A former human resources director for a Commerce company has dropped his lawsuit against his ex-employer, in which he alleged he was wrongfully fired in August because of his age and race as well as in retaliation for his repeated warnings to management of his employment safety, wage and hour and sexual harassment concerns.

On Wednesday, lawyers for plaintiff Paul Espinosa filed a request for dismissal of the case against Monogram Aerospace Fasteners Inc. with Los Angeles Superior Court Judge Maurice A. Leiter “with prejudice,” meaning the case cannot be refiled. The court papers do not state whether a settlement was reached or if Espinosa is not pursuing the case for other reasons.

Espinosa’s suit was filed Oct. 13, alleging wrongful termination, retaliation, age and race discrimination, harassment, intentional infliction of emotional distress, negligent hiring, supervision or retention, failure to prevent discriminatory practices and unfair business practices.

The suit does not state Espinosa’s age or race.

Monogram “serves the world’s markets with industry leading products including specialty fasteners, temporary fasteners for fixturing and alignment, fastener installation tools, finishing and removal tools and the design of innovative fastening solutions for the aerospace industry,” according to its website.

Espinosa was hired as the Garfield Avenue company’s human resources director on March 21. He was assigned to plan and coordinate the policies, activities and staff of his department, and his annual salary was $145,000 with a 30% bonus, the suit stated.

Espinosa determined the company allegedly failed to pay non-exempt employees’ meal and rest break violation premiums and violated other wage and hour laws, but nothing was done when he informed his supervisors, the suit alleged.

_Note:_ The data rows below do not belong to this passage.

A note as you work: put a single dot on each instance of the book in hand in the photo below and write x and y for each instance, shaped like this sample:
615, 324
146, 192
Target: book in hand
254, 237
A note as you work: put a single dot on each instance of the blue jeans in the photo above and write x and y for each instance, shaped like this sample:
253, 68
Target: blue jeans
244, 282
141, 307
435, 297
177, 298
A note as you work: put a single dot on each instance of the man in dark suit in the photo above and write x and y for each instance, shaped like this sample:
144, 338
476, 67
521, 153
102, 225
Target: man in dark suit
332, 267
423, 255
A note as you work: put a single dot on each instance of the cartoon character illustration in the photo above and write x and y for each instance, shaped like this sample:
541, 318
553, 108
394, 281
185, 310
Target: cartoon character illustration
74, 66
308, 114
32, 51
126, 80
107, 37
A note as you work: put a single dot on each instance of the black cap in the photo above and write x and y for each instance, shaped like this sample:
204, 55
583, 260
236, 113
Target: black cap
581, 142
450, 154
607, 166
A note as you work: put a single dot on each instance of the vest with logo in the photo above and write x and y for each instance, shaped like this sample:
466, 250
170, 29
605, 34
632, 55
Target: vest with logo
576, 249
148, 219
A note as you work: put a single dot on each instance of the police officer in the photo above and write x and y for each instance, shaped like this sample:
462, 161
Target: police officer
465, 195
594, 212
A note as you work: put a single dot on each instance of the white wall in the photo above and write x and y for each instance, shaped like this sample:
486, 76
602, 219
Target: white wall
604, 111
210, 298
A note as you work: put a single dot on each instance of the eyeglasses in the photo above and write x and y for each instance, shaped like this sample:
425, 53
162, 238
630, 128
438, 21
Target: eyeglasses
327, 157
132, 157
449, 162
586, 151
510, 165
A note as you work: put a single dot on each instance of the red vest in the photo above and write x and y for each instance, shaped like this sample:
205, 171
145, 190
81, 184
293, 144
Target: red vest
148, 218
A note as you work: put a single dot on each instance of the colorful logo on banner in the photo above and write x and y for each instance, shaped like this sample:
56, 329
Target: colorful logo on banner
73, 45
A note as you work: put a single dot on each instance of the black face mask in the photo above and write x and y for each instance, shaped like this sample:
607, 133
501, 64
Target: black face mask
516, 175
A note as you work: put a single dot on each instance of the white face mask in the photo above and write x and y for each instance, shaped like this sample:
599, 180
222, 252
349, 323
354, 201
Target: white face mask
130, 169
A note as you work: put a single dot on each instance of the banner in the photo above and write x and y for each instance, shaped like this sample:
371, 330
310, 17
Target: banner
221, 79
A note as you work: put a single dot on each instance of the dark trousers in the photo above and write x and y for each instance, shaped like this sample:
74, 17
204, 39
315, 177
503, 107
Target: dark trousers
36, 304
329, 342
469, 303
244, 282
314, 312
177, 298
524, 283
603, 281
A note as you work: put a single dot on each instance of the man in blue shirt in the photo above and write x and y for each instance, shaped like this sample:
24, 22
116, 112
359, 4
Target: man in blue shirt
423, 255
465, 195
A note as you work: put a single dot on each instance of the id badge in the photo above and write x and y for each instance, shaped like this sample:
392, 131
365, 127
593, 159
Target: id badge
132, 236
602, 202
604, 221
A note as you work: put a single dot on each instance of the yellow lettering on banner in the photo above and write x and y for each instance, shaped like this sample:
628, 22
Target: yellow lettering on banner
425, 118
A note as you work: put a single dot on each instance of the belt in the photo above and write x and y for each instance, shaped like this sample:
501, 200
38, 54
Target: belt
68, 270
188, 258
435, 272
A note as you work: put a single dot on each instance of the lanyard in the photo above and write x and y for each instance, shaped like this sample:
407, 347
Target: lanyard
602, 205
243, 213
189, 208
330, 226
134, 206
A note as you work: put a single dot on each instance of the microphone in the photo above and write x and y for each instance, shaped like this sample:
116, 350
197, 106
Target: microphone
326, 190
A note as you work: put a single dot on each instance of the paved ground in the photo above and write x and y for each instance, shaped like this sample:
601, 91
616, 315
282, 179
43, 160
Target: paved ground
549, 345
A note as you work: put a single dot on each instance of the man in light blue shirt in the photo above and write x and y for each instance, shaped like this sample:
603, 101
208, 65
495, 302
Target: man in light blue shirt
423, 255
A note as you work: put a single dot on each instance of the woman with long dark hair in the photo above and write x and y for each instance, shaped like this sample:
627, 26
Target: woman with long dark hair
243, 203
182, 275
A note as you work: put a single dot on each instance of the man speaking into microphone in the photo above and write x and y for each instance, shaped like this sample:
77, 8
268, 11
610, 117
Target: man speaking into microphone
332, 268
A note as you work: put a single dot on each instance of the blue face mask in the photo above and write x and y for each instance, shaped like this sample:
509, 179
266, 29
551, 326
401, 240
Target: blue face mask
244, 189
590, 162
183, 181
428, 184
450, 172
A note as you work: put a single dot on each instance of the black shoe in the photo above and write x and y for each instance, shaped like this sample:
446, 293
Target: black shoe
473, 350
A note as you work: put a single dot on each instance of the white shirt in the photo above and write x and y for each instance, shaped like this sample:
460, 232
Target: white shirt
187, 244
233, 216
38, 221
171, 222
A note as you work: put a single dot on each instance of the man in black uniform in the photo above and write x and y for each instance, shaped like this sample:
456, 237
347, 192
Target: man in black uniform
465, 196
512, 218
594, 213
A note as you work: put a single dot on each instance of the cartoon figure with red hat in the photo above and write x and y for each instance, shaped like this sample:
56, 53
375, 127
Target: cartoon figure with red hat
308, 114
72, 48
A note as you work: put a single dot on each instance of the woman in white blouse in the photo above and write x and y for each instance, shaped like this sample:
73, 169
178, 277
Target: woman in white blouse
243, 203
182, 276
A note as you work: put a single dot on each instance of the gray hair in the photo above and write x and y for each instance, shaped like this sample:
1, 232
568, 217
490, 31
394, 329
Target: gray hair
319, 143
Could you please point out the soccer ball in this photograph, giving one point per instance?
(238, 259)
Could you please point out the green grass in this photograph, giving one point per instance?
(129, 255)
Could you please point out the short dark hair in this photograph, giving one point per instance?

Shortly after his hiring, Espinosa opened an investigation that determined many employees’ cars had been broken into and/or their windshields smashed during the prior two weeks, and that a woman had been abducted from the same lot several years earlier, an action witnessed by the company’s receptionist, he suit stated.

Espinosa reported what he learned and suggested that security guards be hired to oversee the parking lot at night, the suit states. However, his concerns were “brushed aside” and management refused to provide any security, according to the suit.

“Plaintiff was told that it was not in the budget,” according to the suit, which further stated that Espinosa’s follow-up pleas for action were also fruitless.

Espinosa had also suggested a training course in case of an armed intruder and he provided photographs of company windows that were shot out twice within one month, the suit stated.

In June, Espinosa received a sexual harassment complaint concerning a white, male employee and he once again reported the issue to management and the potential liability for the company, the suit stated. He initially received support for coming forward, but later his concerns were downplayed and it was suggested the alleged offender was “socially awkward,” the suit alleged.

Espinosa also uncovered evidence of a hostile work environment when interviewing an employee leaving the company in July, according to the suit.

A month later, Espinosa was suspended and subsequently received a letter in the mail on Aug. 12 stating he was fired, according to the suit, which further stated that he continues to suffer substantial emotional distress because of his firing.